Categories
Technology Weblogging

Web Server 101 for Ghost

update

I disabled the Ghost weblog because I don’t want to maintain two different weblogging software applications, and Drupal is my primary weblogging software.

The configuration listed here was sound and reliable for well over six months.

—-

Recently I installed Ghost on my server. Ghost is a Node.js weblogging tool that you can host yourself or have another organization host for you.

It’s not a complicated application to install. There’s even a How to Install Ghost web site, with handy instructions for installing Ghost in various environments.

Take my environment, which is Ubuntu Linux hosted on a Linode VPS. You could order a brand new VPS, but chances are your server is already set up, and you’re just looking to install Ghost.

You have to install Node.js first, of course.
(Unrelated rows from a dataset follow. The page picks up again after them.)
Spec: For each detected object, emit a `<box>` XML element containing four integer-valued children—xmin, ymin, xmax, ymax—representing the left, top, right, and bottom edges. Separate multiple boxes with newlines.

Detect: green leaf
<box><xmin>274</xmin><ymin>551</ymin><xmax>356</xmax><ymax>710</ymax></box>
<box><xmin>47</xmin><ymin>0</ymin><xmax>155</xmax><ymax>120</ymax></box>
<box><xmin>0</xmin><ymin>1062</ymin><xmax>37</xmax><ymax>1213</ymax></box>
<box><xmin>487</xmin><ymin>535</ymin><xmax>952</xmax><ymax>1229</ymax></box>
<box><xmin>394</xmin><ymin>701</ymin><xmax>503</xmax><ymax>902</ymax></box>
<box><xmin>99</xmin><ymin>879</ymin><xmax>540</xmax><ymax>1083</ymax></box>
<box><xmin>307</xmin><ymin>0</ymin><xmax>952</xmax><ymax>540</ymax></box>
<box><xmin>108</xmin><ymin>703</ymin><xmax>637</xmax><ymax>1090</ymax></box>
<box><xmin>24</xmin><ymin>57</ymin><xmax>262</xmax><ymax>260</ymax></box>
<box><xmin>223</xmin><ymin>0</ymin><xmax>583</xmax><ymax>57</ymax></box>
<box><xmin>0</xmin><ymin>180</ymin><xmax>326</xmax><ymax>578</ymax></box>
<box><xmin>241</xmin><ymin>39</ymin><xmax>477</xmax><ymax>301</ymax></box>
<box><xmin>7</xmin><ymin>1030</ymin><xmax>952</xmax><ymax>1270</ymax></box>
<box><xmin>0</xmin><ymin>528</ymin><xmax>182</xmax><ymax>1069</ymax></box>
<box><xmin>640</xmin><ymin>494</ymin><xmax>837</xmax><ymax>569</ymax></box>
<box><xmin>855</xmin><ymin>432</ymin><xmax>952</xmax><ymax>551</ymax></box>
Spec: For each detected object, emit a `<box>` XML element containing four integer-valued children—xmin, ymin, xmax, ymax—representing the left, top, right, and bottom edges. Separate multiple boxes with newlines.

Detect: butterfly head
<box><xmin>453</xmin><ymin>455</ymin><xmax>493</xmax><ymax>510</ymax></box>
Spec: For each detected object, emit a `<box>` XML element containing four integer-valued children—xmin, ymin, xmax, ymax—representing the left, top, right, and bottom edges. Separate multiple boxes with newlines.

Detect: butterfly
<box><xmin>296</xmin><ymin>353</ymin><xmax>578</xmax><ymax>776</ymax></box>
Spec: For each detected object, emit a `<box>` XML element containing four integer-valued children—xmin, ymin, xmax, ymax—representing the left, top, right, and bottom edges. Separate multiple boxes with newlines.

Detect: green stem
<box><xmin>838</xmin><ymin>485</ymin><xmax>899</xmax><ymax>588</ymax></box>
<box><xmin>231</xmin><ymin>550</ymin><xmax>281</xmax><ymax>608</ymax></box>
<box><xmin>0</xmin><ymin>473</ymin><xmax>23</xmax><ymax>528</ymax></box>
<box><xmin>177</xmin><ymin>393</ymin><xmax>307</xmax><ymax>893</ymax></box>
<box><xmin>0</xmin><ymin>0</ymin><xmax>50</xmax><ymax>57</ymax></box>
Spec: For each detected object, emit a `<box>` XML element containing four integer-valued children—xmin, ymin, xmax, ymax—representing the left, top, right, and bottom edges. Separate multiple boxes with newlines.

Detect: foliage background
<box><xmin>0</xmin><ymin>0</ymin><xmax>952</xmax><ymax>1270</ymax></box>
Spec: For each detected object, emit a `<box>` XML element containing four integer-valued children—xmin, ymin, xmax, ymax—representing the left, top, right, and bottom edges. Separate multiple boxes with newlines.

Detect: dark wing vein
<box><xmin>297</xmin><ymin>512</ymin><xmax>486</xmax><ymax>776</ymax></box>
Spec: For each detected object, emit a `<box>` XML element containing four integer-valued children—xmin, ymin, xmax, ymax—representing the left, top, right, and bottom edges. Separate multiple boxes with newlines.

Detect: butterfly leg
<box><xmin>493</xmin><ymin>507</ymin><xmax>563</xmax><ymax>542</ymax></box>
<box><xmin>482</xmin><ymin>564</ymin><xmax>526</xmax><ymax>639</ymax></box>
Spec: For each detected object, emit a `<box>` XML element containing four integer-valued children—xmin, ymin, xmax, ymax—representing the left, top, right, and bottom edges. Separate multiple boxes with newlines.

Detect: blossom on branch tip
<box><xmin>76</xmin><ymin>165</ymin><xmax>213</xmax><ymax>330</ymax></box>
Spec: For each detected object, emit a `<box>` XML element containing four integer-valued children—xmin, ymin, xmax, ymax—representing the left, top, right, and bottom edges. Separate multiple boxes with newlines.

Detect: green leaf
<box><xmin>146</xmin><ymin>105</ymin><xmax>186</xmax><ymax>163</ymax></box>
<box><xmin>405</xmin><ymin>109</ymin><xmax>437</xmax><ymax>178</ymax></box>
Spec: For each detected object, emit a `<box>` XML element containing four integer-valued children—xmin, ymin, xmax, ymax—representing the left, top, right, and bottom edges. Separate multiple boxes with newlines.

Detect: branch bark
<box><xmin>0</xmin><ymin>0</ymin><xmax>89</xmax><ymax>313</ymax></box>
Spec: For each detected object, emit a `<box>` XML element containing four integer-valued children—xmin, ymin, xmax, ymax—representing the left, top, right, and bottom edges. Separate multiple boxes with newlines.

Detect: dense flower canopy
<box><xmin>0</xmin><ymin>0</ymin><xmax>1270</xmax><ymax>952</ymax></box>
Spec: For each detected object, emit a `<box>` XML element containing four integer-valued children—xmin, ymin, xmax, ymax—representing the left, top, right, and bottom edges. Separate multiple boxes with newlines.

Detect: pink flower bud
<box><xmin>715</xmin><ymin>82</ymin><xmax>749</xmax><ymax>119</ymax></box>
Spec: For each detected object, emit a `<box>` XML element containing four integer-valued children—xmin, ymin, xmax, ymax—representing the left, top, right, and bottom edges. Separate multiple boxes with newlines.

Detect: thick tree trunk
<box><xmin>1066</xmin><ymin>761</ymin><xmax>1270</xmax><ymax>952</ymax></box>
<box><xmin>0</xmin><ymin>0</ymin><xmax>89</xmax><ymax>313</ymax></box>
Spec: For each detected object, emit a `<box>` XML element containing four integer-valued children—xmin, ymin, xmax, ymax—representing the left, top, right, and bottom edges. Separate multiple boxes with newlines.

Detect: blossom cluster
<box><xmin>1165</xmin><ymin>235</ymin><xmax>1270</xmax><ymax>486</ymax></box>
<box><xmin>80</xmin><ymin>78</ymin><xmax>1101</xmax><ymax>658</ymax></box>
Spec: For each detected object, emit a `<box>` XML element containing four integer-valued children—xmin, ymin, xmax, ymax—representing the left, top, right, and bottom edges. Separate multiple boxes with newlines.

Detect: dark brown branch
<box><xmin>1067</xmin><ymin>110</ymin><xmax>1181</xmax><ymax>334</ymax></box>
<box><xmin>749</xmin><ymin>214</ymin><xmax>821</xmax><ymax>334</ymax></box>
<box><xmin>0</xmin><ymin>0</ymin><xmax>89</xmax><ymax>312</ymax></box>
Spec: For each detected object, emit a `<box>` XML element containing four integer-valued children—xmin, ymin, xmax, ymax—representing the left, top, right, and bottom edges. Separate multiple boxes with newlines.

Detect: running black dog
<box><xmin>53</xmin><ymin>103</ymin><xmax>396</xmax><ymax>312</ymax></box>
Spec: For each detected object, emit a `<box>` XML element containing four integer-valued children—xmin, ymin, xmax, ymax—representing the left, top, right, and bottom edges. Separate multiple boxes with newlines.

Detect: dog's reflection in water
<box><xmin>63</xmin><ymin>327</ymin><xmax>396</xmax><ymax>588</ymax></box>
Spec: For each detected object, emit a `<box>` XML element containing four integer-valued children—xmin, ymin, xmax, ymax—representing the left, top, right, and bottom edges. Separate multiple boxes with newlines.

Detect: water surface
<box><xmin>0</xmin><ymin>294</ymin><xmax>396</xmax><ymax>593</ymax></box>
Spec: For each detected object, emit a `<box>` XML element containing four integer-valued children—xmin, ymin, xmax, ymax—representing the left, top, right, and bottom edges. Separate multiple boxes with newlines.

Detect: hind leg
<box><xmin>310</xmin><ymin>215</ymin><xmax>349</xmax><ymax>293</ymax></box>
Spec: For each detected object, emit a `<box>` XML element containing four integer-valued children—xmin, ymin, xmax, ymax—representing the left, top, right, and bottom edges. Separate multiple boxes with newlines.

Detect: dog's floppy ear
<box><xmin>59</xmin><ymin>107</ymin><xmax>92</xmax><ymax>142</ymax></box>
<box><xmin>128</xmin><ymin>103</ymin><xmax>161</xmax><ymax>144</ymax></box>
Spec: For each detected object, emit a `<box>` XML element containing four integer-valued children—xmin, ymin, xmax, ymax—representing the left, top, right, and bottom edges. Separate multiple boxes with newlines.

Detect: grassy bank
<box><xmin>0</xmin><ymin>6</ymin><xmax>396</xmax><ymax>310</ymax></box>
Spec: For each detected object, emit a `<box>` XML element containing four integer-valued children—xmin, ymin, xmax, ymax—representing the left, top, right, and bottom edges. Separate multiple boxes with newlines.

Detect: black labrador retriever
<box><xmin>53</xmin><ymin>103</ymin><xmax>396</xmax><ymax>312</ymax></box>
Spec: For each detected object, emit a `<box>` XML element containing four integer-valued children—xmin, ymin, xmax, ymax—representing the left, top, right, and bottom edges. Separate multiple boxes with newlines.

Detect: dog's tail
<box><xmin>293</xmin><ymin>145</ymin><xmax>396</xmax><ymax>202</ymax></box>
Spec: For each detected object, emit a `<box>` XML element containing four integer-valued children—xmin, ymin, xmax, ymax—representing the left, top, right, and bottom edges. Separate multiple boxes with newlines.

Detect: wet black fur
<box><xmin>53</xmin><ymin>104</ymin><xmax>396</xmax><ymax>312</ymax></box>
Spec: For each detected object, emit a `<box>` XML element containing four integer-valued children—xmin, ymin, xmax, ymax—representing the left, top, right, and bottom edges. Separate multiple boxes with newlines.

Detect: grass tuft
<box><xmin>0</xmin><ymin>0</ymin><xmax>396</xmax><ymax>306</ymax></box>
Then you download the Ghost source code, and install the application, using the following steps:

mkdir -p /var/www/
cd /var/www/
wget -O ghost.zip https://ghost.org/zip/ghost-latest.zip
unzip -d ghost ghost.zip
cd ghost
npm install --production
cp config.example.js config.js

Next you edit the configuration file, changing the default IP and port values to ones that allow people to access your new Ghost weblog:

host: '[your Linode public IP]',
port: '80'

Lastly, start that puppy up:

npm start --production

 

Now, you’re all set, good to go, blasting full ahead on all cylinders…

…right for that wall that is about to hit you, hard, in the face.

A reality check on that environment

Let’s back this sweet scenario up to, oh, step 1: your environment.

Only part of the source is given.